Say Good-Bye To Writer's Block REPRINTED

Dan Bronzite is the editor of ScriptTips Ezine, and CEO of Movie Outline Software. Recently Dan asked if he could reprint an article I wrote a while back on the relationship between writer's block and the moral premise. I said yes, and as the article was released this past week. The link to the article (Say Good-Bye to Writer's Block) is here:

Dan wrote again and said:
Thanks again for allowing us to republish your article which will feature in this month’s ezine. ...I read your article again and I have to say.. it really is great.  I think even your article has the “Moral Premise” because it is not just flimsy, superficial advice, it really gets to the heart of the issue.
He offered to give me another spot in a later issue, that I'll take him up on.

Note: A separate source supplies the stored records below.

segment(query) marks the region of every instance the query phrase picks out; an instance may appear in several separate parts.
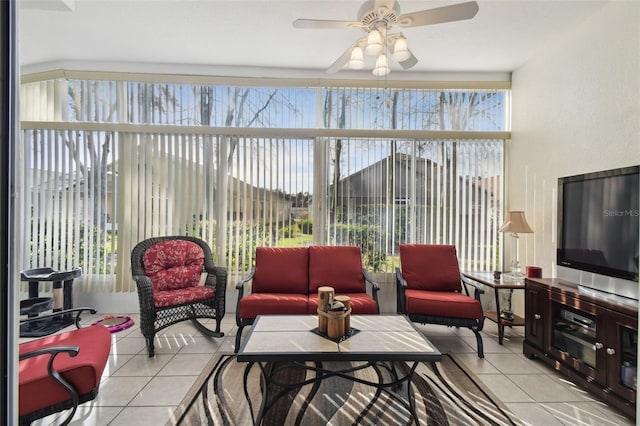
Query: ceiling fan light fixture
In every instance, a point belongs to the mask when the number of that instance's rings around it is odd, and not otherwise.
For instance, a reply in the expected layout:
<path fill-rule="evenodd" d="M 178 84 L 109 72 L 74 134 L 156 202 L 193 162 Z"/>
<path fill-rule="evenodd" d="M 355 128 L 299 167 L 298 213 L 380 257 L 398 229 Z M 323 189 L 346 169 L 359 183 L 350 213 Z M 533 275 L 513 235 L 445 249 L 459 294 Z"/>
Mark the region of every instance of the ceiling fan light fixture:
<path fill-rule="evenodd" d="M 382 53 L 383 50 L 384 46 L 382 46 L 382 36 L 380 35 L 380 31 L 374 28 L 369 31 L 369 35 L 367 36 L 367 47 L 364 51 L 367 55 L 375 56 Z"/>
<path fill-rule="evenodd" d="M 349 68 L 353 70 L 359 70 L 364 67 L 364 54 L 362 53 L 362 48 L 360 46 L 356 46 L 351 51 L 351 59 L 349 59 Z"/>
<path fill-rule="evenodd" d="M 391 56 L 396 62 L 403 62 L 409 59 L 411 53 L 409 53 L 406 38 L 400 36 L 396 39 L 396 42 L 393 44 L 393 54 Z"/>
<path fill-rule="evenodd" d="M 389 68 L 389 62 L 387 61 L 387 56 L 385 54 L 378 56 L 378 59 L 376 59 L 376 66 L 371 72 L 376 77 L 384 77 L 391 72 L 391 69 Z"/>
<path fill-rule="evenodd" d="M 464 3 L 400 14 L 399 2 L 400 0 L 365 0 L 358 10 L 356 21 L 296 19 L 293 21 L 293 26 L 306 29 L 357 28 L 363 30 L 366 35 L 364 37 L 361 36 L 351 45 L 351 48 L 345 50 L 329 66 L 327 72 L 335 73 L 346 66 L 352 69 L 361 69 L 365 66 L 362 56 L 368 55 L 378 59 L 373 74 L 380 76 L 390 72 L 388 64 L 390 59 L 386 55 L 389 55 L 405 70 L 418 63 L 418 58 L 407 48 L 407 39 L 402 33 L 390 33 L 390 30 L 396 27 L 422 27 L 446 22 L 465 21 L 473 19 L 479 10 L 476 1 L 465 0 Z M 362 53 L 363 51 L 364 53 Z"/>

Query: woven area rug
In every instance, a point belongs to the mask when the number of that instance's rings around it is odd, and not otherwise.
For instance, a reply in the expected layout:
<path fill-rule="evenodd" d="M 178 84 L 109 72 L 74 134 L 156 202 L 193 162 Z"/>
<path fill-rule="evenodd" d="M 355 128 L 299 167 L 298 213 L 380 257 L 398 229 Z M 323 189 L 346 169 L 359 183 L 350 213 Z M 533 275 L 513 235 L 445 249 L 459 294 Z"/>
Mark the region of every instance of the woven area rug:
<path fill-rule="evenodd" d="M 331 369 L 348 362 L 323 363 Z M 260 369 L 248 372 L 247 401 L 243 377 L 247 364 L 234 355 L 217 355 L 176 410 L 170 424 L 252 425 L 262 401 Z M 267 369 L 274 368 L 267 364 Z M 397 373 L 409 366 L 395 363 Z M 281 382 L 298 383 L 313 377 L 313 371 L 287 368 L 278 372 Z M 369 367 L 352 373 L 366 380 L 389 380 L 390 370 Z M 269 388 L 269 399 L 281 388 Z M 450 355 L 442 362 L 421 363 L 412 380 L 412 397 L 422 425 L 516 425 L 519 422 L 504 405 Z M 407 401 L 406 384 L 394 390 Z M 286 393 L 267 410 L 263 425 L 408 425 L 416 424 L 406 407 L 372 386 L 331 377 L 319 385 L 307 384 Z"/>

So, I read my own article again; it does a good job of summarizing the importance of following a true moral premise in anyone's life-story, and I was reminded of something, that Dara Marks in Inside Story writes about. Too often we embrace a "position" or "policy" that is more about not offending someone's contrary views, than it is about embracing what is true. We falsely believe that one value is as good as another. But all story tellers knows that's nuts.

There are many issues facing the political scene today that are more about tolerating things that are false or even evil, just so we don't offend another person's beliefs or values. The problem with that is that the other person's beliefs or values may actually be harmful to themselves and others.  The Catholic Church is often lambasted for objecting to various lifestyles and behaviors; the criticism is that the Church is not tolerant. As if tolerance of things that are contrary to natural law, what is true, or what is evil is somehow a virtue. "Tolerance of evil" is a false theme. It will not only destroy you but your story as well.

So, our telling of stories that connect with wide general audiences need to be about things that are true. Pursue what is good, true, and beautiful. And not everything open to a character these days fits into those categories.